By Jesus David Cano Romano
December 10, 2014


This year, the International Monetary Fund (IMF) has repeatedly lowered its expectations of world economic growth, mirroring the slowdown in world economic development.
World GDP forecastThe IMF predicts that the world economy will grow at 3.3% this year. The prediction indicates that the world economy is recovering but that overall global demand is limited and the international financial system is unsteady. If this prediction finally comes true, global economies have to be repositioned.
Generally speaking, new emerging economies are booming, propping up the world economy. It is estimated that the average economic growth of emerging economies and developing economies will reach 4.4%, higher than the global average. Asian economies are predicted to grow at 5.5%. Such rapid growth is attributed to increasing exports, investment and domestic demand.
The IMF has also predicted that China’s economic growth will stand at 7.4% this year, and 7.1% next year.
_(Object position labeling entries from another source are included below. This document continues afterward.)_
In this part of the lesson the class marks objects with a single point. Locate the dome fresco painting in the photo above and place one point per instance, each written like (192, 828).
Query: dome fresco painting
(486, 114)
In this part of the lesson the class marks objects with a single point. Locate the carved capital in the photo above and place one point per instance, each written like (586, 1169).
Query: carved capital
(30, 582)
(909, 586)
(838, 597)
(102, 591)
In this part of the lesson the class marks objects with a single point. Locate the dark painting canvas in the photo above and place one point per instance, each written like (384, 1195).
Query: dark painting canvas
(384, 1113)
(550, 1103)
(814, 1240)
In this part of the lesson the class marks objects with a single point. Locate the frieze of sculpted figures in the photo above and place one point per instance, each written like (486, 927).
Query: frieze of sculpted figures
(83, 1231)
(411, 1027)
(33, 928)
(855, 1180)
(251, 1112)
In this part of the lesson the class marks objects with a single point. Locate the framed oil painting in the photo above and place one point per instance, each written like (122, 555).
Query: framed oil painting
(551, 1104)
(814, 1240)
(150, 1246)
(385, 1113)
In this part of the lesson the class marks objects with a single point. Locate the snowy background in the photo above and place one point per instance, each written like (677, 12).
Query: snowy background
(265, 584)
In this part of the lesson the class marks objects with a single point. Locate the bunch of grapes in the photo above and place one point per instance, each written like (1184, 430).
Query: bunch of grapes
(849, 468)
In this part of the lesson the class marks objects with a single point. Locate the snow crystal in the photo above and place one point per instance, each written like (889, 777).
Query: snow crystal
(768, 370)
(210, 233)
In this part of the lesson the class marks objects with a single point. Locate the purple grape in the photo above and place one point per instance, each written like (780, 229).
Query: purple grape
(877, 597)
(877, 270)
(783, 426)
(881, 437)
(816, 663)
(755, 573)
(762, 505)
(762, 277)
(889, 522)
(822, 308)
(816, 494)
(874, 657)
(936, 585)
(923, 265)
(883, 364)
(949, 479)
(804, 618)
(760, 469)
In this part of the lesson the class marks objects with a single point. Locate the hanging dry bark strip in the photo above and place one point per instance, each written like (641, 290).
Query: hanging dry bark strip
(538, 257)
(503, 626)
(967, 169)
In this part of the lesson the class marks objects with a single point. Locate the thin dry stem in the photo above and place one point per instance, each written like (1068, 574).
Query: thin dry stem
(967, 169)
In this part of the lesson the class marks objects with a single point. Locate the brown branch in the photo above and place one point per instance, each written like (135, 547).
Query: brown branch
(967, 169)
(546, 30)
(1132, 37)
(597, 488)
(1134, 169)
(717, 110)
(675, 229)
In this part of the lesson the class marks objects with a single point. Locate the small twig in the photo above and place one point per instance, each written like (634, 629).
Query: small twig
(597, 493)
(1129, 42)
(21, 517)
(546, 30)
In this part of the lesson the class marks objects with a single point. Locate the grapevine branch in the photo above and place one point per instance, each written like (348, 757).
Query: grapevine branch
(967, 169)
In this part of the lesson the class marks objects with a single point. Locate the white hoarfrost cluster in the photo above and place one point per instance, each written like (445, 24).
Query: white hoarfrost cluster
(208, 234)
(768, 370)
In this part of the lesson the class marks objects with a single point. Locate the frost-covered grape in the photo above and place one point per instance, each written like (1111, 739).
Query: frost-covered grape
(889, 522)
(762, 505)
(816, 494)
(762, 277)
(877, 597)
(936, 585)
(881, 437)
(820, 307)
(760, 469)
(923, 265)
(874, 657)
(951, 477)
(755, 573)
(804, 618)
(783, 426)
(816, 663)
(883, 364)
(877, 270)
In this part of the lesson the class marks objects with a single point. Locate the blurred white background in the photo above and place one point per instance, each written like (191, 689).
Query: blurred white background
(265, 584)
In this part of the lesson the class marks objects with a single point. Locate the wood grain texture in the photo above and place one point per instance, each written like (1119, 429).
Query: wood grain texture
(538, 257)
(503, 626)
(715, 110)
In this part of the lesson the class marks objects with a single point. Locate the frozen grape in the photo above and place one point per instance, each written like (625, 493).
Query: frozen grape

The main causes for the slower growth: first, the government is beginning to control spiraling credit and local debt, leading to mobility and therefore slowing down economic growth; second, the fall in investment in property has a negative impact on economic growth.
Since the government has taken effective measures to control its spiraling debt, there is no need to worry about its potential debt crisis. Furthermore, the government has also taken steps to advance infrastructure construction and promote employment growth. China, the second largest economy, plays a vital role in the world economy.